The truth is, the ride seemed agreeable to both gentlemen, because they found amusement in each other’s conversation, although their characters and habits of thinking were in many respects totally opposite. Edward, we have informed the reader, was warm in his feelings, wild and romantic in his ideas and in his taste of reading, with a strong disposition towards poetry. Mr.
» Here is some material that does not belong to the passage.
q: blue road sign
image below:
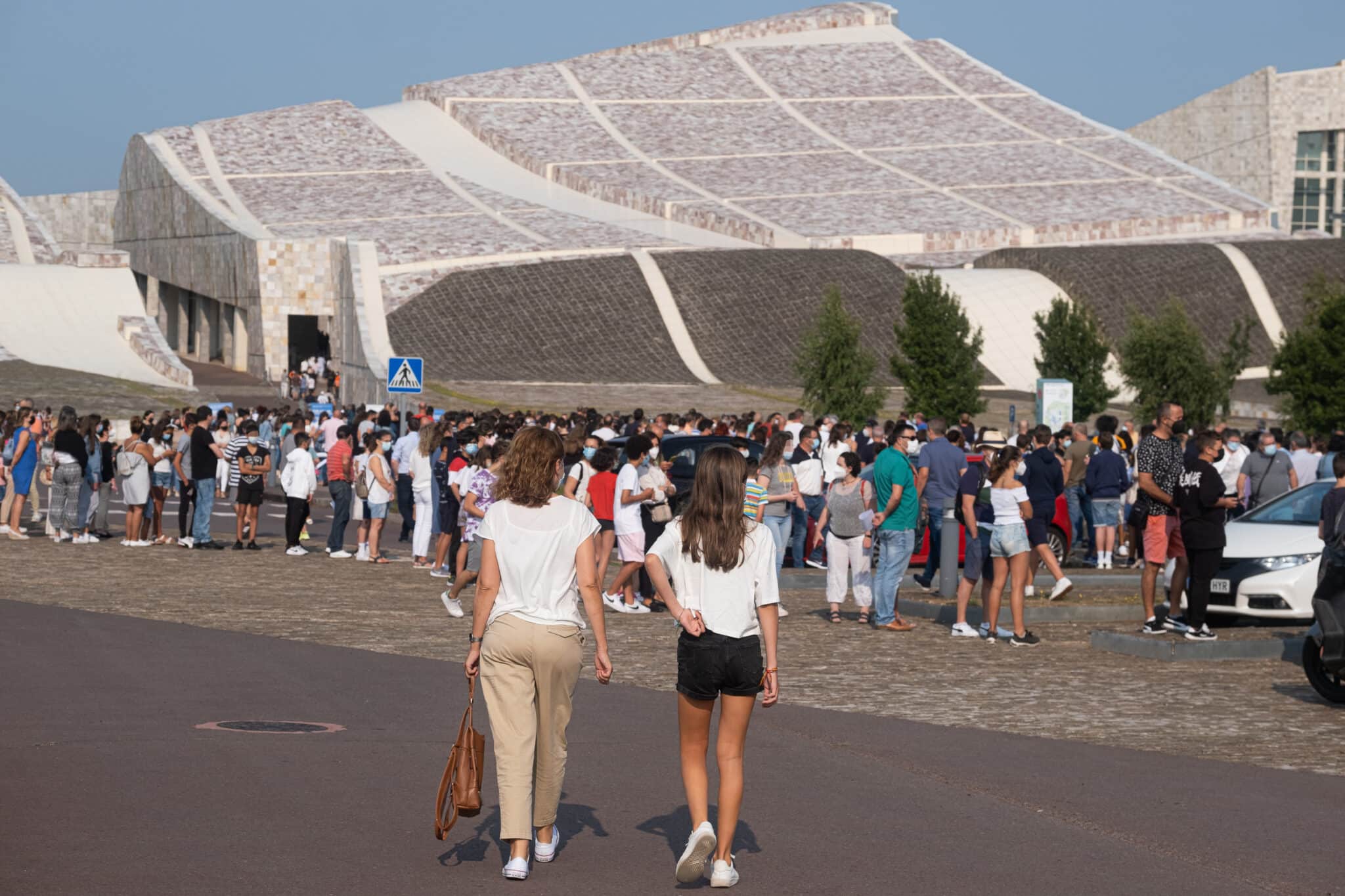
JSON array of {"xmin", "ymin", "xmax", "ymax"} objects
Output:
[{"xmin": 387, "ymin": 357, "xmax": 425, "ymax": 393}]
Bradwardine was the reverse of all this, and piqued himself upon stalking through life with the same upright, starched, stoical gravity which distinguished his evening promenade upon the terrace of Tully-Veolan, where for hours together—the very model old Hardyknute—
Stately stepped he east
the wa’,
And stately stepped
he west.
As for literature, he read the classic poets, to be sure, and the epithalamium of Georgius Buchanan, and Arthur Johnston’s psalms, of a Sunday; and the DELICIAE POETARUM SCOTORUM, and Sir David Lindsay’s works, and Barbour’s Bruce, and Blind Harry’s Wallace, and the gentle shepherd, and the cherry and the SLAE. But though he thus far sacrificed his time to the Muses, he would if the truth must be spoken, have been much better pleased had the pious or sapient apothegms, as well as the historical narratives, which these various works contained, been presented to him in the form of simple prose. And he sometimes could not refrain from expressing contempt of the ’vain and unprofitable art of poem-making,’ in which, he said, ’the only one who had excelled in his time was Allan Ramsay, the periwig-maker.’
[The Baron ought to have remembered that the joyous Allan literally drew his blood from the house of the noble Earl, whom he terms—
Dalhousie of an old
descent,
My stoup, my pride,
my ornament.]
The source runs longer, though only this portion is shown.